The reel seat is where you mount the reel. There are lots of variations when it comes to reel seats, but the only real thing to keep in mind is how the locking ring(s) are oriented. Seats can either have up-locking or down-locking rings. The up-locking ring seats have the ring(s) behind the reel (towards the butt) and they screw up towards the reel foot. Down-locking seats have the rings situated between the reel foot and the handle and the ring(s) screw downwards toward the reel. Up-locking ring reel seats are better than the down-locking seats because with an up-locking seat the reel is between your hand and the locking ring and thus cannot come in contact with your casting hand as you cast, so the ring won’t inadvertently loosen if your hand slips down towards the reel. It’s always a good idea to check that your reel is still tight throughout your day anyway.

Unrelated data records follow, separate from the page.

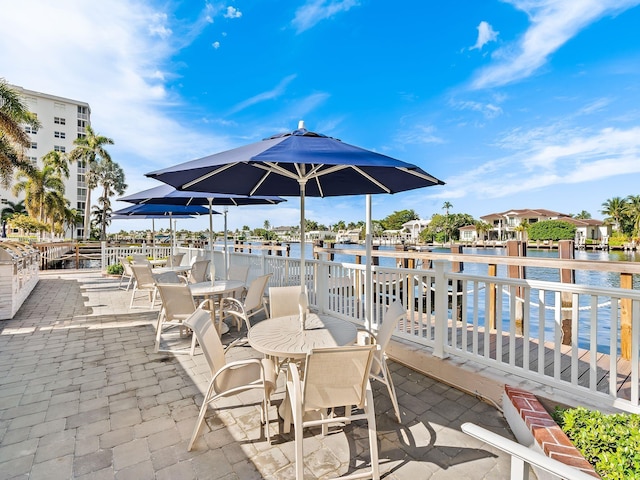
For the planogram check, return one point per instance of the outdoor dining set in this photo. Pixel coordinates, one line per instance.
(327, 361)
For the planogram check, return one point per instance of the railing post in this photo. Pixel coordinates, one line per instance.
(103, 255)
(441, 308)
(626, 281)
(493, 304)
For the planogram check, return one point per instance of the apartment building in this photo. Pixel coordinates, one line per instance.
(62, 121)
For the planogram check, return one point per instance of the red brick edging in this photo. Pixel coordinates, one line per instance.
(548, 435)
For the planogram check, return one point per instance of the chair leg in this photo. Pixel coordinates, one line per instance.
(373, 438)
(203, 411)
(392, 391)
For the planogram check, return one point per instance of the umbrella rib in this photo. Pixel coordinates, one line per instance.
(371, 179)
(420, 175)
(209, 175)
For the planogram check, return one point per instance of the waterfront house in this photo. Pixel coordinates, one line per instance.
(414, 227)
(505, 224)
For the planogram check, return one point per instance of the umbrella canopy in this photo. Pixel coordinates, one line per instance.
(163, 210)
(166, 194)
(299, 163)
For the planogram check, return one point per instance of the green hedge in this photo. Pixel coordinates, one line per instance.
(610, 442)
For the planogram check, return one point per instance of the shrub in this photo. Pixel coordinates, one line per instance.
(115, 269)
(608, 442)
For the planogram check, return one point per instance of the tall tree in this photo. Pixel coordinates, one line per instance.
(632, 210)
(614, 208)
(12, 208)
(39, 187)
(90, 149)
(110, 176)
(13, 139)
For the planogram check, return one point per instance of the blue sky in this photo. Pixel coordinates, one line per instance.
(514, 104)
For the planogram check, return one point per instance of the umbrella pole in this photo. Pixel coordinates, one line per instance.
(368, 286)
(302, 235)
(226, 261)
(211, 265)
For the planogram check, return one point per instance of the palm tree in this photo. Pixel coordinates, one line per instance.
(632, 209)
(39, 187)
(12, 208)
(110, 176)
(90, 149)
(13, 138)
(59, 162)
(614, 208)
(446, 206)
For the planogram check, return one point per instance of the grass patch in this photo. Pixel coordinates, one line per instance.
(609, 442)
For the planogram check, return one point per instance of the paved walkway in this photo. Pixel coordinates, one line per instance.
(82, 395)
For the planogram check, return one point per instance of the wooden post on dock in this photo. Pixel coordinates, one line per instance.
(456, 288)
(493, 272)
(566, 252)
(516, 248)
(626, 281)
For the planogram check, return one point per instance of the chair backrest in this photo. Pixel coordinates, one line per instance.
(336, 376)
(177, 300)
(197, 258)
(176, 259)
(253, 299)
(139, 258)
(283, 301)
(126, 266)
(392, 316)
(238, 272)
(208, 338)
(143, 275)
(199, 271)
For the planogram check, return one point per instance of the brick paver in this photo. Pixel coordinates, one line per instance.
(82, 395)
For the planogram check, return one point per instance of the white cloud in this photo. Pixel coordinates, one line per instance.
(232, 13)
(264, 96)
(486, 34)
(567, 157)
(418, 135)
(553, 23)
(113, 55)
(314, 11)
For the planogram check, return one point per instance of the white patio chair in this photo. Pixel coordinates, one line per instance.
(177, 305)
(127, 273)
(144, 281)
(228, 379)
(199, 271)
(379, 369)
(284, 301)
(243, 311)
(333, 377)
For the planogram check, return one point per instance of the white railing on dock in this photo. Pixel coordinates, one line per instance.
(566, 336)
(522, 458)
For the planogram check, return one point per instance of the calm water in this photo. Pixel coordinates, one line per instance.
(603, 279)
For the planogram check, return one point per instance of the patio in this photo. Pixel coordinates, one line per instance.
(82, 395)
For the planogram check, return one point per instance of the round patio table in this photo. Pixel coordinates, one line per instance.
(217, 289)
(282, 337)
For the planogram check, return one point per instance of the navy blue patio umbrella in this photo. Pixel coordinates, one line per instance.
(299, 163)
(162, 210)
(166, 194)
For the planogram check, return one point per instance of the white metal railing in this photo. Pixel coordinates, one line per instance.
(522, 458)
(567, 336)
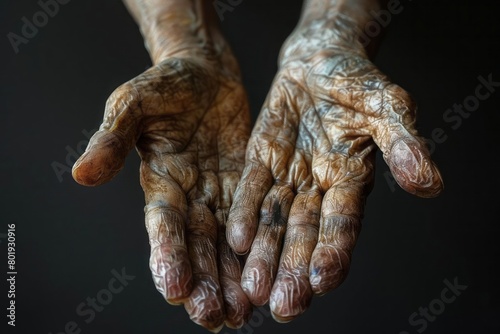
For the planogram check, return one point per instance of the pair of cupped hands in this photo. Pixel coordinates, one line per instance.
(237, 217)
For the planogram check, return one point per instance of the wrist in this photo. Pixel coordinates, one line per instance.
(329, 25)
(177, 28)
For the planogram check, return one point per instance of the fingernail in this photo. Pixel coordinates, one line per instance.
(414, 171)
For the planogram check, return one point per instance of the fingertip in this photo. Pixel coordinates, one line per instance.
(238, 240)
(240, 231)
(413, 169)
(103, 159)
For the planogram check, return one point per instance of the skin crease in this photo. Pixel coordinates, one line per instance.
(188, 118)
(290, 194)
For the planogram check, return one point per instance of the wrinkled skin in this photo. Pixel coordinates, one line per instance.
(295, 209)
(310, 167)
(189, 121)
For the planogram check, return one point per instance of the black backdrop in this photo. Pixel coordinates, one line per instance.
(71, 240)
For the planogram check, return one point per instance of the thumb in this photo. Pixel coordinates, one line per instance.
(105, 154)
(403, 149)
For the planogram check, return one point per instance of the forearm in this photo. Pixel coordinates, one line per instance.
(176, 27)
(331, 23)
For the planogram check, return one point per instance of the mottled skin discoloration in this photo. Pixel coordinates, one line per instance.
(311, 156)
(287, 198)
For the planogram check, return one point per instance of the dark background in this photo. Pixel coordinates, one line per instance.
(69, 238)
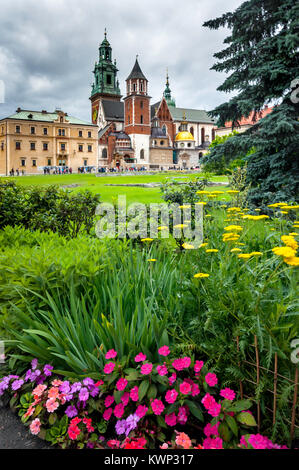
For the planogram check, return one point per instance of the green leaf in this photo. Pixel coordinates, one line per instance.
(246, 418)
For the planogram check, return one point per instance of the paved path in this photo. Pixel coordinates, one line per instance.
(14, 435)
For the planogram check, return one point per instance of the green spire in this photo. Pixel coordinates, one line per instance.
(105, 71)
(167, 92)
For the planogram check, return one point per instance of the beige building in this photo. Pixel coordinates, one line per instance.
(32, 140)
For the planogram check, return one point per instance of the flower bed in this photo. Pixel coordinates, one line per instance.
(146, 406)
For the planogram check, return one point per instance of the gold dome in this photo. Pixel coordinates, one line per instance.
(184, 136)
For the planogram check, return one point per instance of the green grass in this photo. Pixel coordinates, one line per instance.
(97, 184)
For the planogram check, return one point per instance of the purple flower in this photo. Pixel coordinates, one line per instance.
(121, 426)
(84, 394)
(71, 411)
(17, 384)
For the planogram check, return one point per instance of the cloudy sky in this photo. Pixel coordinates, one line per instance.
(48, 49)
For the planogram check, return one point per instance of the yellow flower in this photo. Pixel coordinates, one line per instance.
(289, 241)
(292, 261)
(234, 228)
(284, 251)
(187, 246)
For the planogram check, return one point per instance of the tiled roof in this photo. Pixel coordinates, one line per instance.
(114, 110)
(46, 117)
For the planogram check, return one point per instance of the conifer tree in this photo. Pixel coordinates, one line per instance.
(261, 58)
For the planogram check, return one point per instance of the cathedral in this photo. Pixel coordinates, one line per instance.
(135, 133)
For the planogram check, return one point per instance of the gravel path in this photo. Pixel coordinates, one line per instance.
(14, 435)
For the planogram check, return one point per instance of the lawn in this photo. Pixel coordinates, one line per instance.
(98, 184)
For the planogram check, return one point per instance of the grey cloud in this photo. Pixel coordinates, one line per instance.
(48, 49)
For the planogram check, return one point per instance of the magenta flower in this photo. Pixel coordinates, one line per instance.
(141, 411)
(157, 406)
(119, 410)
(109, 367)
(146, 368)
(140, 357)
(109, 400)
(171, 419)
(121, 384)
(164, 351)
(111, 354)
(134, 394)
(211, 379)
(162, 370)
(228, 393)
(185, 388)
(171, 395)
(107, 414)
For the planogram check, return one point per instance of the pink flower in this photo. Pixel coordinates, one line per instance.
(107, 414)
(35, 427)
(208, 401)
(164, 351)
(125, 398)
(210, 443)
(171, 395)
(141, 411)
(215, 409)
(185, 388)
(109, 367)
(146, 368)
(162, 370)
(228, 393)
(170, 419)
(157, 406)
(210, 430)
(134, 394)
(119, 410)
(121, 384)
(172, 378)
(198, 366)
(211, 379)
(140, 357)
(109, 400)
(51, 405)
(195, 390)
(111, 354)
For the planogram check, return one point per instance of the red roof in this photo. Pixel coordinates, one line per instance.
(249, 120)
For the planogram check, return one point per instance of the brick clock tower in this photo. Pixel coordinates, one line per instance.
(106, 85)
(137, 113)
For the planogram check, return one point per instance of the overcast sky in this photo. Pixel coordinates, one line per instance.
(48, 49)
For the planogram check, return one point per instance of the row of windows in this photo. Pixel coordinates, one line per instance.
(61, 132)
(46, 146)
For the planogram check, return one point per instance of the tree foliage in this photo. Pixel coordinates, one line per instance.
(261, 57)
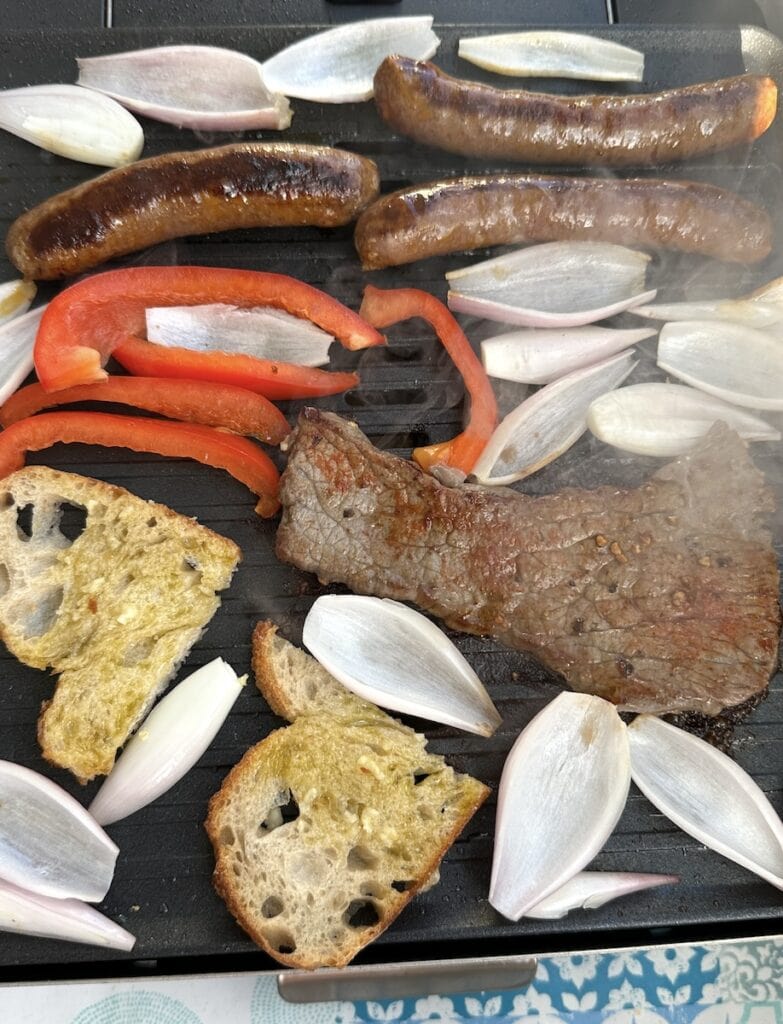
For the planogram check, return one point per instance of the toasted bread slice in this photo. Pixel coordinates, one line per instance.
(327, 828)
(114, 611)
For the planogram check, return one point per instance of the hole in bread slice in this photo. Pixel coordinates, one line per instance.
(72, 520)
(284, 810)
(360, 859)
(271, 907)
(25, 521)
(280, 940)
(361, 913)
(37, 617)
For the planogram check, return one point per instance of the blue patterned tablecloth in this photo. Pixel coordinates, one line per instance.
(721, 983)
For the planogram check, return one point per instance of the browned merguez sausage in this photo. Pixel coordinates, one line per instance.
(468, 213)
(423, 102)
(248, 184)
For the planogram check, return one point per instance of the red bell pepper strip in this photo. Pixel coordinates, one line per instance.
(86, 322)
(219, 406)
(274, 380)
(244, 460)
(384, 307)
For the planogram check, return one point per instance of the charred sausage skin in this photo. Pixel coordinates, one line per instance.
(466, 213)
(418, 99)
(247, 184)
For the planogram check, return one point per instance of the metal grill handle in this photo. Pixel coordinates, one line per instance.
(395, 981)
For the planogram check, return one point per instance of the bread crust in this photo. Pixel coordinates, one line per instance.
(274, 662)
(139, 576)
(242, 775)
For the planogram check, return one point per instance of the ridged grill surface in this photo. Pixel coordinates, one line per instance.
(409, 394)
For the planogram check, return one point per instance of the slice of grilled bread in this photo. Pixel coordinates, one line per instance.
(327, 828)
(114, 611)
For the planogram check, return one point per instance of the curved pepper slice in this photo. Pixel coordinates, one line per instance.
(274, 380)
(84, 325)
(384, 307)
(244, 460)
(219, 406)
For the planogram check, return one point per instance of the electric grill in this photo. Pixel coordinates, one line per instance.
(409, 395)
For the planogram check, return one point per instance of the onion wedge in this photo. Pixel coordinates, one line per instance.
(706, 795)
(590, 890)
(16, 343)
(548, 423)
(30, 913)
(169, 742)
(562, 792)
(539, 356)
(15, 297)
(737, 364)
(762, 309)
(262, 332)
(394, 656)
(667, 420)
(48, 843)
(73, 122)
(338, 66)
(557, 284)
(554, 54)
(201, 87)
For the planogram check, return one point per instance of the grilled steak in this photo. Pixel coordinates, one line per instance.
(659, 598)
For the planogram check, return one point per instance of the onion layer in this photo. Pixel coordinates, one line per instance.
(562, 792)
(30, 913)
(548, 423)
(737, 364)
(590, 890)
(15, 297)
(555, 54)
(48, 843)
(169, 742)
(263, 333)
(73, 122)
(338, 66)
(706, 795)
(557, 284)
(539, 356)
(202, 87)
(394, 656)
(16, 343)
(666, 420)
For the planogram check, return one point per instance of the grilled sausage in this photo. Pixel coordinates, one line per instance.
(248, 184)
(468, 213)
(420, 100)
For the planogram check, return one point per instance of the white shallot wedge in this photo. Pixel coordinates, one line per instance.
(201, 87)
(734, 363)
(745, 311)
(15, 297)
(262, 332)
(590, 890)
(548, 423)
(169, 742)
(562, 792)
(48, 843)
(667, 420)
(539, 356)
(396, 657)
(762, 309)
(557, 284)
(338, 66)
(706, 795)
(16, 342)
(73, 122)
(555, 54)
(30, 913)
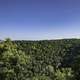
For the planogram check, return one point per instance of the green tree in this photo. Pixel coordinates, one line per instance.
(12, 61)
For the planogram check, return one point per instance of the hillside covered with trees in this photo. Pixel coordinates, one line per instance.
(40, 60)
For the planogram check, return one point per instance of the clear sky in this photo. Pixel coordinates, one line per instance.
(39, 19)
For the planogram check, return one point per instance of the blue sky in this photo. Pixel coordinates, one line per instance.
(39, 19)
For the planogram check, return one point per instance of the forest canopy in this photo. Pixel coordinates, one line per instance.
(40, 60)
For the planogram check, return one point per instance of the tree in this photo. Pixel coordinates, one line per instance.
(12, 61)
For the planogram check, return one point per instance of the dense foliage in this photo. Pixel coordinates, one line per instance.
(40, 60)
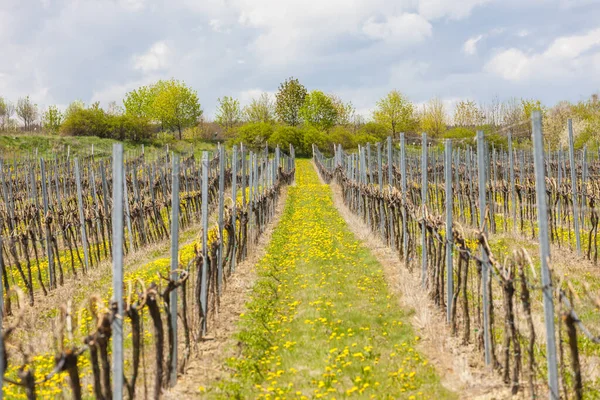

As mentioned, rods come in three actions: slow, moderate, and fast. Slow action rods are “noodle.” They flex pretty much evenly throughout their length. Although fun to play a fish on, it can be difficult to land the fish because the rod has little bottom end, and it can be difficult to cast because of their slow, wispy action. Fast action rods are stiff and generally only flex easily at the tip. They are powerhouse rods and cast line with impunity, but are not forgiving at all when playing a fish. Moderate action rods flex evenly over the top 2/3 of the length but then stiffen significantly along the bottom 1/3. They are slower to respond than fast action rods, but cast well if the caster has a little patience and are a pleasure to play a fish on. Beginners should buy a moderate action rod to start with; they are easy to learn on and are the most adaptable to various fish and fishing situations.

Rod “Weight”

Lastly, the beginner is often puzzled over how much power they need to fish for the types of fish they want to catch. Rods are designated by “weight.” This is not how heavy the rod is. A rod’s weight designation is directly related to power in the rod, but actually it is related more to how heavy a line it is designed to use. Fly fishing lines are assigned a weight designation. This weight designation (1 through 15 weight) is determined by the weight of the front 30 feet of the fly line. Fly line weights range from a 1 weight to a 15 weight. Fly rods are designated to match the line they work best with, so the line and rod weight should match, and both should be fitted to the size of fish you want to catch. Average trout rods are in the 4 to 6 weight range. Salmon rods 6 to 9 weight, and the bigger saltwater game fish in the 9 to 15 weight range. Beginner trout fly fishers and those who cannot afford more than one rod should invest in the best 6 weight rod they can afford (assuming trout is your main target species).

If you are just starting out, or even if you already fly fish but are in the market for a new rod, keep these basics in mind when shopping. You’ll come away with a rod much more suited to your needs and preferences.